Pydantic discriminated unions. Some examples to simplify data structures and ensure type safety

Powerful type validation and discriminated Unions with Pydantic: Simplify data structures and ensure type safety. We are showcasing a few straightforward examples.

Pydantic Python library logo.

What is an union discriminator or tagged unions, and its role in Pydantic?

Well, well, well, look who decided to stroll into the world of Pydantic discriminators! 🕶️ Brace yourselves, folks, because we’re about to take a sarcastic and catchy rollercoaster ride through this wild jungle of coding wonders.

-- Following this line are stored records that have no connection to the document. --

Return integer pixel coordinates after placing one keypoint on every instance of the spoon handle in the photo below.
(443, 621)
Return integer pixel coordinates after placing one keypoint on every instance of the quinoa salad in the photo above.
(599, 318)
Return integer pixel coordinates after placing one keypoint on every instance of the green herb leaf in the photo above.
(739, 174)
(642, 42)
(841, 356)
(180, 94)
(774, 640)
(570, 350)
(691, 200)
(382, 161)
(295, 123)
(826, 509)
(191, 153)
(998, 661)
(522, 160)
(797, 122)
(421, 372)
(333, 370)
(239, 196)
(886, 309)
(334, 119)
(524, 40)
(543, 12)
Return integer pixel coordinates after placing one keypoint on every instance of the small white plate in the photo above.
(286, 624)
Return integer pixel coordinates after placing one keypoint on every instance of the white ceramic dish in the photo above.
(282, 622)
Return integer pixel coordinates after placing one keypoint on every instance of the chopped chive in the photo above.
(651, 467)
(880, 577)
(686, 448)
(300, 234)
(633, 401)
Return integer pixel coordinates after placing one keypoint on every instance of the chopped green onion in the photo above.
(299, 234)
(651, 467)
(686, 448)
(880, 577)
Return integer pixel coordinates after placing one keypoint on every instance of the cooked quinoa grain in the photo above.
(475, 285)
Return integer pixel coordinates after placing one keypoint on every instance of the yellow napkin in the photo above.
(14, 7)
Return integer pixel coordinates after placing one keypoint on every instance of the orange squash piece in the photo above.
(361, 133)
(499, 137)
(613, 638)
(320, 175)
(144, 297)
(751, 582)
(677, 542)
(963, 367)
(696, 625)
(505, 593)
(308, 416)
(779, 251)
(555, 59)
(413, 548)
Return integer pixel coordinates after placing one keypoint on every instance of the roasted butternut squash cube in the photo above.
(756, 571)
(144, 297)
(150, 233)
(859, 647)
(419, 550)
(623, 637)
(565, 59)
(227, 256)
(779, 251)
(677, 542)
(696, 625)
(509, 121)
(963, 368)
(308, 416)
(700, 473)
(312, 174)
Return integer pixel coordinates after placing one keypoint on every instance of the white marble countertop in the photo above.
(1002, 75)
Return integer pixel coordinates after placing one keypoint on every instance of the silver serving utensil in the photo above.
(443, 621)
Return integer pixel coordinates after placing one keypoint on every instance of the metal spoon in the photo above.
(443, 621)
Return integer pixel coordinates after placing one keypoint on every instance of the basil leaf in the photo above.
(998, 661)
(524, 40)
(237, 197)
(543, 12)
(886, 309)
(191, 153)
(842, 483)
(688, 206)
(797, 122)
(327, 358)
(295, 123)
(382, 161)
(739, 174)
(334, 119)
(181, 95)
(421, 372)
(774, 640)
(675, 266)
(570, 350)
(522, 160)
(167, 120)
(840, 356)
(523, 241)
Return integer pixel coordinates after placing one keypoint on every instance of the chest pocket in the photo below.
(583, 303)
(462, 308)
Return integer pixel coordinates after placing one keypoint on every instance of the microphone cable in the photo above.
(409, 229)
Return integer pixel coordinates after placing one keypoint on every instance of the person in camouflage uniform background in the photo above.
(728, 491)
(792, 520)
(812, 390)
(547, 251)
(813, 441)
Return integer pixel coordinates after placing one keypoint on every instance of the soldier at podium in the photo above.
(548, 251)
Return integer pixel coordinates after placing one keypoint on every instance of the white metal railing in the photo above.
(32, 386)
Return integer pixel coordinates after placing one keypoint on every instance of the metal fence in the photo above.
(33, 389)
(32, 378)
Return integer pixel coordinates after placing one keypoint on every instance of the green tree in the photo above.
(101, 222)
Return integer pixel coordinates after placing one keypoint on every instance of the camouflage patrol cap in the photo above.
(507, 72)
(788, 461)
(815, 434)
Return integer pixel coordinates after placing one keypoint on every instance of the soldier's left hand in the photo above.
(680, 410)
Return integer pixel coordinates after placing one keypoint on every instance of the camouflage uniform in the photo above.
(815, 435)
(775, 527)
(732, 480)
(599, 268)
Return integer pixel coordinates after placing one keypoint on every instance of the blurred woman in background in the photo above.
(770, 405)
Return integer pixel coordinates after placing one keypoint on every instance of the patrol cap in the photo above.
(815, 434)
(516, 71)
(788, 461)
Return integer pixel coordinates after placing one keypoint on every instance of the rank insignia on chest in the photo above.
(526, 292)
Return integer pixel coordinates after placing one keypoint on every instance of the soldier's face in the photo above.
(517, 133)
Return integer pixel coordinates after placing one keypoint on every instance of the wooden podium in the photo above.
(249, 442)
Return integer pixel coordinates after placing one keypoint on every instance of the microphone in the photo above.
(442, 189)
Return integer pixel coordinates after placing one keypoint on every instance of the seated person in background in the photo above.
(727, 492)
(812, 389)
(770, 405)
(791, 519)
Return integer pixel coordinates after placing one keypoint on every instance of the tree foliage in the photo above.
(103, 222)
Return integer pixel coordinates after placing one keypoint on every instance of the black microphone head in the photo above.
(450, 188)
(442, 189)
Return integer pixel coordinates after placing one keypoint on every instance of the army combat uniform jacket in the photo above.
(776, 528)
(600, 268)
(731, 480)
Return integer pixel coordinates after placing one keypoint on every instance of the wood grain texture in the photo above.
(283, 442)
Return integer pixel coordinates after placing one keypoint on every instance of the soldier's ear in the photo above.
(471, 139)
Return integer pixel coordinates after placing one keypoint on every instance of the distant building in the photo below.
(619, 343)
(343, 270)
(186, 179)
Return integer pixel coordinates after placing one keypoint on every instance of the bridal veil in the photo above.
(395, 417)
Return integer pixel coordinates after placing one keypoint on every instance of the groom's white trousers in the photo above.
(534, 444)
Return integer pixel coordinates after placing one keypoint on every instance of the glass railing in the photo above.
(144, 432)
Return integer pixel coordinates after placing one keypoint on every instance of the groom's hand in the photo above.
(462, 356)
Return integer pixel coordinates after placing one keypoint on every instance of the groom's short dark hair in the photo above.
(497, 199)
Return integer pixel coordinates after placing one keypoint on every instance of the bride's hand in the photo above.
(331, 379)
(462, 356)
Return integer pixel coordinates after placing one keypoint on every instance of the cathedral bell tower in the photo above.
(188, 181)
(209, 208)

Buckle up!

So, what’s all the buzz about Pydantic discriminators? Oh, they’re just the coolest thing since sliced bread, my friends! Picture this: you have a bunch of data models, each with their own quirks and peculiarities. It’s like dealing with a bunch of divas in a high school drama, except instead of gossip, it’s all about attributes and properties. Drama queens, am I right?

Now, let’s say you want to pick out the perfect model from this chaotic ensemble. How on earth are you going to do that? Fear not, because Pydantic discriminators are here to save the day, just like a superhero with an ironic sense of humor. They’re like the Sherlock Holmes of model selection, deducing the perfect fit for you.


How does Pydantic discriminator works?

Pydantic’s discriminator feature allows the definition of data structures with multiple types, using a discriminator field to determine the actual object type. This enables type validation and serialization/deserialization based on the discriminator value, ensuring data integrity and flexibility in representing different types of objects.

Since Pydantic 1.9, we could make use of it. Let’s showcase it in an easy way:

from pydantic import BaseModel, Field, parse_obj_as
from typing import Literal, Union, Annotated

class Tiger(BaseModel):
    animal_type: Literal["tiger"] = "tiger"
    ferocity_scale: float = Field(..., ge=0, le=10)

class Shark(BaseModel):
    animal_type: Literal["shark"] = "shark"
    ferocity_scale: float = Field(..., ge=0, le=10)

class Lion(BaseModel):
    animal_type: Literal["lion"] = "lion"
    ferocity_scale: float

class WildAnimal(BaseModel):
    __root__: Annotated[Union[Tiger, Shark, Lion], Field(..., discriminator='animal_type')]

my_shark = WildAnimal.parse_obj({'animal_type': 'shark', 'ferocity_scale': 5}).__root__
#print(Shark(ferocity_scale=5).json())

# Desarialice
WildAnimal.parse_raw(Shark(ferocity_scale=5).json())
## WildAnimal(__root__=Shark(animal_type='shark', ferocity_scale=5.0))
print(isinstance(my_shark, Shark))
## True

The below polimorfic code example and some other interesting discussions could be found here: https://github.com/pydantic/pydantic/discussions/5785


Pydantic Annotated union discriminator example

But we could use a very simple approach to achieve most of the usage by using the Annotated union.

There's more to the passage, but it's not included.